Every rule defaults to error (exit code 1). You can relax individual rules:

Option Effect
select Only these rules are shown; everything else is silenced
warn Rule fires but exit code stays 0
ignore Rule is completely silenced

All options accept exact IDs ("D001") or single-letter group prefixes ("F" targets all F rules).
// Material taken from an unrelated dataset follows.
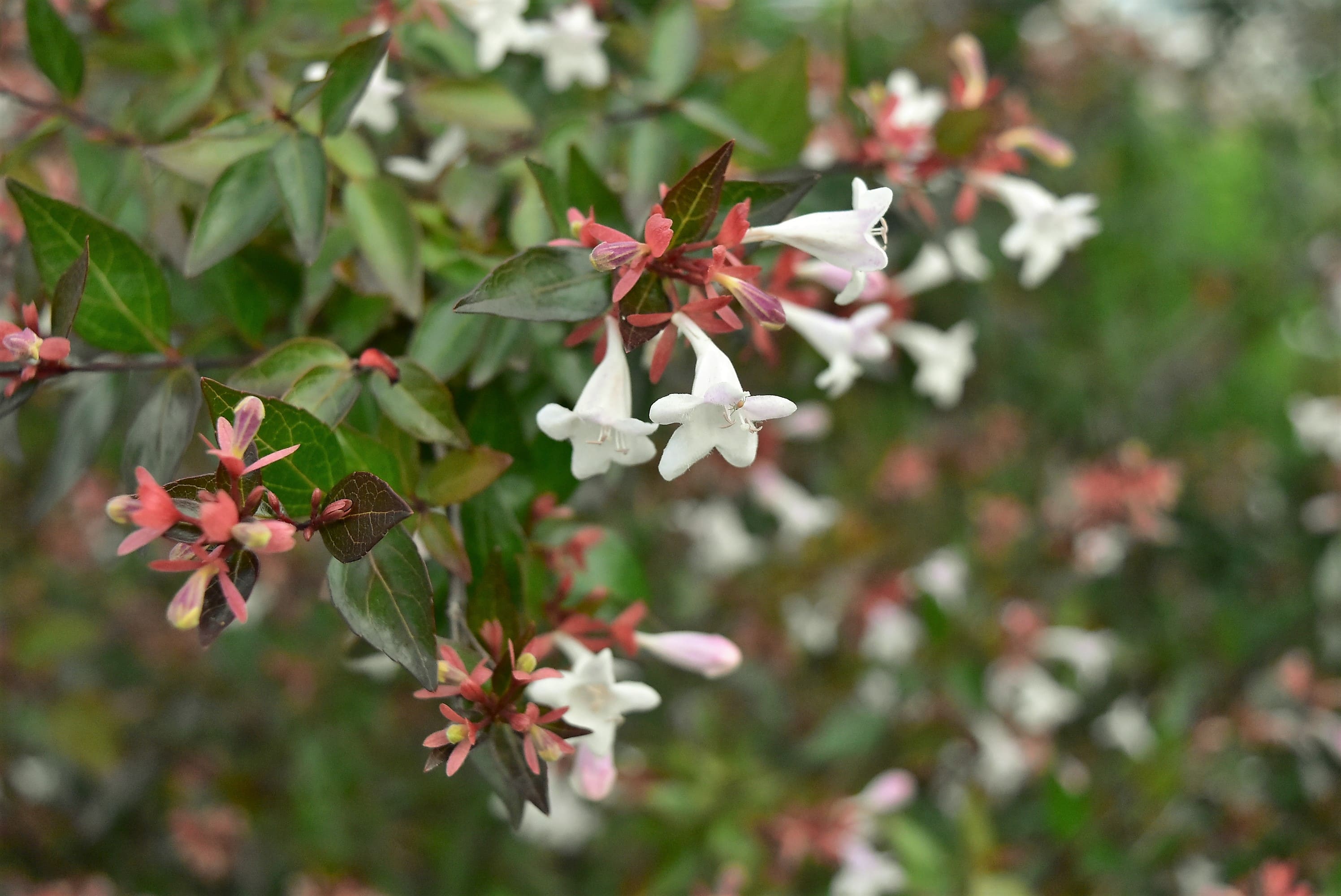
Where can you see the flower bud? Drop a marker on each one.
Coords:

Recommended starting point

Start with the strictest setup (all defaults). Add warn only for rules where your team has a documented reason to tolerate the pattern.


Performance impact filter

Each rule has a static performance impact level — low, medium, or high — reflecting how severe the antipattern is at scale. The impact badge is shown in the terminal output next to the rule ID:

error[D001][HIGH]: Avoid using collect()
error[F005][LOW]: Avoid stacking multiple withColumn() calls

Use severity to filter out rules below a given impact level:

[tool.pyspark-antipattern]
severity = "medium"   # report only MEDIUM and HIGH violations
Value Reports
"low" 🟢 LOW + 🟡 MEDIUM + 🔴 HIGH (same as the default)
"medium" 🟡 MEDIUM + 🔴 HIGH
"high" 🔴 HIGH only

This is useful in large codebases where you want to tackle the highest-impact issues first, or in CI pipelines where only critical violations should block a merge.


PySpark version filter

Each rule has a minimum PySpark version it applies to. If you set pyspark_version to your cluster's version, rules that recommend APIs unavailable on that version are silenced automatically.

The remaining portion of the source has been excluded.